Le pays est en régime de change fixe. La valeur de sa monnaie locale, la rufiyaa, se veut maintenir un taux de change stable avec le dollar.
Les autorités monétaires des Maldives doivent ainsi détenir des réserves en dollar, qui sont utilisées lors des interventions sur le marché des changes. Lorsque la rufiyaa se déprécie, la banque centrale des Maldives intervient en vendant du dollar contre des rufiyaas, faisant augmenter le prix de ces dernières. Or, les réserves de change des Maldives ont chuté à 437 millions de dollars en août, à peine de quoi couvrir un mois et demi d’importations.
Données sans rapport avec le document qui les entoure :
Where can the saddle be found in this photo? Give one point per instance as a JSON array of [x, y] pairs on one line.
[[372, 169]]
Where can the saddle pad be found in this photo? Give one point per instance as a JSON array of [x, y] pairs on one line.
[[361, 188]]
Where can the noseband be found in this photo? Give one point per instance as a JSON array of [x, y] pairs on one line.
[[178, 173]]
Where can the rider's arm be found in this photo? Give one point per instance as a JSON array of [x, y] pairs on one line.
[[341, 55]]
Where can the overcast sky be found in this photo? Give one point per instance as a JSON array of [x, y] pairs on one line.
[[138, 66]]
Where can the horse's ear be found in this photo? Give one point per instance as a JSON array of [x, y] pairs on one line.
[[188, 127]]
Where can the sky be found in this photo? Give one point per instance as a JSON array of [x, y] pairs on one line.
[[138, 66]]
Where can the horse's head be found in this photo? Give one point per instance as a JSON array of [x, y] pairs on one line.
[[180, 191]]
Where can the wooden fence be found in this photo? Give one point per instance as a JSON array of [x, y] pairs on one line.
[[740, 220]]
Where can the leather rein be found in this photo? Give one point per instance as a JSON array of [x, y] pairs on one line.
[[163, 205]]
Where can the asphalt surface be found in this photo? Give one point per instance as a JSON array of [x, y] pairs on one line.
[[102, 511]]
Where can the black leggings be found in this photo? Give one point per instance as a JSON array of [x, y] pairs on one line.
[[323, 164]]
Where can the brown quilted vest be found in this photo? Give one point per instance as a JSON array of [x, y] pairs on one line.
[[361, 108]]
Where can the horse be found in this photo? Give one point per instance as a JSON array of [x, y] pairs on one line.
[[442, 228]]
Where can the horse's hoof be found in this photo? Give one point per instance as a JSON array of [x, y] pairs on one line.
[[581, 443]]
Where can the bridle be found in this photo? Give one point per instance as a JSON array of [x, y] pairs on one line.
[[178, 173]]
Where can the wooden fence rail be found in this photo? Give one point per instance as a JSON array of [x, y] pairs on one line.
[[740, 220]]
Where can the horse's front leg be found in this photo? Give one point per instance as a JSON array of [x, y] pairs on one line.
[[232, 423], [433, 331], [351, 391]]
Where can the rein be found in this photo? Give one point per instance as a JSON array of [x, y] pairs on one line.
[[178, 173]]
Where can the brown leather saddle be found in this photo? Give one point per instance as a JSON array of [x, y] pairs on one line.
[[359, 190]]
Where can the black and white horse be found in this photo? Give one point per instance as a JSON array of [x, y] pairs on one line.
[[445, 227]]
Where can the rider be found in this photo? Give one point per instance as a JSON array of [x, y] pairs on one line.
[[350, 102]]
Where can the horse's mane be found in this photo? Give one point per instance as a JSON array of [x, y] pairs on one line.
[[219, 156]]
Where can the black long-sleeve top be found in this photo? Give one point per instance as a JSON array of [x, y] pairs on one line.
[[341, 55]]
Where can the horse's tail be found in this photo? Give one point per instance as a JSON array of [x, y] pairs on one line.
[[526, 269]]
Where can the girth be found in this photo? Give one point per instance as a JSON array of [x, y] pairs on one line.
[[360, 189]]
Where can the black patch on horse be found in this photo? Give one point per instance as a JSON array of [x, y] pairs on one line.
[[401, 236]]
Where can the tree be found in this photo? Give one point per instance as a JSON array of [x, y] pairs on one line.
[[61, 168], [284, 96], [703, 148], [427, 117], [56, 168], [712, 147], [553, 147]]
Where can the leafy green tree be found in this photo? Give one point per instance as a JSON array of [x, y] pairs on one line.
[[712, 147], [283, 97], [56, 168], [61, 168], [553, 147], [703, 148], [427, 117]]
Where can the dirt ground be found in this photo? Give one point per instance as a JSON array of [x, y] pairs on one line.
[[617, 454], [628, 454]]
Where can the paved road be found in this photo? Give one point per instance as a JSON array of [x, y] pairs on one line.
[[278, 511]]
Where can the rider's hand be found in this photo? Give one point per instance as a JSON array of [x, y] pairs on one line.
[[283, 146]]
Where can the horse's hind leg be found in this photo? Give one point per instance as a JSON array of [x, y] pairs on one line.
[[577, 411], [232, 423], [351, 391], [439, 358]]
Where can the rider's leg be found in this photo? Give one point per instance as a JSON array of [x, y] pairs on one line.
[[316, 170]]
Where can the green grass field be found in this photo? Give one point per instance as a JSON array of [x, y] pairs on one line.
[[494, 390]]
Les agences de notation craignent donc que les Maldives ne puissent pas maintenir cet équilibre bien longtemps.
Si une crise de change survenait en même temps qu’une crise de la dette, elles se renforceraient l’une l’autre, et plongeraient le pays dans une catastrophe économique sans précédent.
Crise aux Maldives : un futur très incertain
Cette concordance entre déficit public et déficit courant porte un nom : les déficits jumeaux (twin deficits).
Pour que ces déficits soient soutenables, la croissance économique doit suivre, le pays doit trouver des financements extérieurs à des prix raisonnables, et sa monnaie doit conserver sa valeur. Le gouvernement des Maldives communique donc activement pour tenter de rassurer. Ce dernier « reste confiant que les risques fiscaux et extérieurs peuvent être réduits » grâce à des « mesures de contrôle des dépenses », et le « maintien des relations positives avec tous les investisseurs ». Surtout, les pouvoirs publics maldiviens misent sur une excellente performance du secteur touristique pour générer des revenus. Les nombreux investissements, comme dans l’aéroport international de Velana, pourraient porter leurs fruits.
Malheureusement pour le gouvernement, l’agence de notation Fitch ne semble pas adhérer à ces prévisions : « Nous anticipons que le ratio élevé dette publique/PIB […] continuera d’augmenter à moyen terme […], ceci est basé sur notre hypothèse d’un assainissement budgétaire plus lent que celui décrit dans la stratégie budgétaire officielle à moyen terme. »
Le modèle économique des Maldives semble porter une contradiction indépassable. En développant le tourisme, en particulier de luxe, l’archipel se doit d’importer de nombreux biens à même de satisfaire les besoins des visiteurs. La composition des importations est à ce sujet éloquente : pétrole, avions et hélicoptères, bateaux, télévisions et ordinateurs, barres de fer ou encore bouteilles de vin. Le principal atout du pays se retourne ainsi contre lui, et on voit mal quelle porte de sortie ce petit archipel de 300km² pourrait emprunter.